Et c’est pourquoi le libertarien radical n’est pas seulement un abolitionniste, mais quelqu’un qui refuse aussi de penser en des termes tels qu’un plan de quatre ans pour une sorte de procédure mesurée et imposante pour la réduction de l’État. Le radical – qu’il soit anarchiste ou laissez-fairiste – ne peut pas penser en des termes comme, par exemple : « Eh bien, la première année, nous allons réduire l’impôt de 2%, abolir la « ICC » [Chambre de commerce internationale, NdT], et réduire le salaire minimum. La seconde année, nous allons abolir le salaire minimum, réduire l’impôt sur le revenu de 2% à nouveau, et réduire les prestations d’aide sociale de 3%, etc. » Le radical ne peut pas penser en ces termes, car le radical considère l’État comme son ennemi mortel, qui doit être taillé partout et chaque fois qu’il le peut. Pour le libertarien radical, nous devons saisir n’importe quelle et toute occasion pour limiter l’État, que ce soit pour réduire ou pour supprimer un impôt, un crédit budgétaire, ou un pouvoir réglementaire. Et le libertarien radical a un appétit insatiable jusqu’à que l’État soit aboli, ou – pour les minarchistes – réduit à un rôle minuscule de laissez-faire.

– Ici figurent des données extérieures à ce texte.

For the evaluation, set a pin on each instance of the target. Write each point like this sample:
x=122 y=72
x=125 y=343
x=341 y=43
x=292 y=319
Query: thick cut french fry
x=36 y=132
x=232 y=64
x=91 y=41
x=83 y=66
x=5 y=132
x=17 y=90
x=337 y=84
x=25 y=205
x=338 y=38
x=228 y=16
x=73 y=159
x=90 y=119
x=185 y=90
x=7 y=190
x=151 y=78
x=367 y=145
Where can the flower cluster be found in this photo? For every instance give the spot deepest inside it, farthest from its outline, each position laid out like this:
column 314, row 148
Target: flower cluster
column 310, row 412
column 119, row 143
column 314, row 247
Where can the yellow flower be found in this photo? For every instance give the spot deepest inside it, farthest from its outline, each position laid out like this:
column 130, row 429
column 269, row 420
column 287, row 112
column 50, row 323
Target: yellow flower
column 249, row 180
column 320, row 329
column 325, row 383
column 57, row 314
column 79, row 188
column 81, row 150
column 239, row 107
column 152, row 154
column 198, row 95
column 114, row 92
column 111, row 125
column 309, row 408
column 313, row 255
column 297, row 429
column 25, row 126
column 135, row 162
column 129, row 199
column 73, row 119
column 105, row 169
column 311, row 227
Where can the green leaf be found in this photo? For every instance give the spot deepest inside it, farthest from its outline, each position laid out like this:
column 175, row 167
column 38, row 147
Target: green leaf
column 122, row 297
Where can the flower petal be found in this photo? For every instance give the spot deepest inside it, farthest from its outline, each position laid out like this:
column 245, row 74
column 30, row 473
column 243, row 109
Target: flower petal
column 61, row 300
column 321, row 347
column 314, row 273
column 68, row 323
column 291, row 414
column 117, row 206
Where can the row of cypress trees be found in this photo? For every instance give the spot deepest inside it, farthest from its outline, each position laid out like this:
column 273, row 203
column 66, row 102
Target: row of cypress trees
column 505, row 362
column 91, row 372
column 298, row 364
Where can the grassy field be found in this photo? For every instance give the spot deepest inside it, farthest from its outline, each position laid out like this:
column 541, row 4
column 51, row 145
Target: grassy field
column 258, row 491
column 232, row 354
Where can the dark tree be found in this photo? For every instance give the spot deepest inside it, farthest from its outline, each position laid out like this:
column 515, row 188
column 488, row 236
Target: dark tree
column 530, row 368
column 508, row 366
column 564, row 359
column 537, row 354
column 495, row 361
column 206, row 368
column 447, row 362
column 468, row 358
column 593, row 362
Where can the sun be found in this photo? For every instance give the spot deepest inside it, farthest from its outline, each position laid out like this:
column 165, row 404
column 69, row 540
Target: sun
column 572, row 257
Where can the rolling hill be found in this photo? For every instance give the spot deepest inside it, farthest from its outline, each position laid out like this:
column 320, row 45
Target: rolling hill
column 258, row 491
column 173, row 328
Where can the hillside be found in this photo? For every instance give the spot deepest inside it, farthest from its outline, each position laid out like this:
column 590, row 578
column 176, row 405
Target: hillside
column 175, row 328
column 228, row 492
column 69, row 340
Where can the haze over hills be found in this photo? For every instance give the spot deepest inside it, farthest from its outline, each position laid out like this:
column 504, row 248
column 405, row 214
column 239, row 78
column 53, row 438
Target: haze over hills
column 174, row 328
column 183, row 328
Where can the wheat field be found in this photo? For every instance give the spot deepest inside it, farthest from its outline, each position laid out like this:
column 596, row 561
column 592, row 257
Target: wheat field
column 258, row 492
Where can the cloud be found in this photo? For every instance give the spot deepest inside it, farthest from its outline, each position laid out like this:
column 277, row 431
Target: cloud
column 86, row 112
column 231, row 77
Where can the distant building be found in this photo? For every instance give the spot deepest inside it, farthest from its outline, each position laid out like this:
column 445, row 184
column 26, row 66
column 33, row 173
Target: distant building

Beaucoup de gens se sont demandés : Pourquoi devrait-il y avoir des conflits politiques importants entre les anarcho-capitalistes et les minarchistes aujourd’hui ? Dans ce monde d’étatisme, où ils ont tellement de points communs, pourquoi les deux groupes ne travaillent-il pas en parfaite harmonie jusqu’à que nous ayons atteint un monde cobdeniste, après quoi nous pourrons exprimer nos désaccords ? Pourquoi des querelles sur la justice maintenant ? La réponse à cette excellente question, c’est que nous pourrions et nous marcherions main dans la main de cette façon si les minarchistes étaient des radicaux, comme ils l’étaient à partir de la naissance du libéralisme classique jusqu’aux années 1940. Rendez-nous les radicaux anti-étatistes, et l’harmonie régnerait triomphante au sein du mouvement.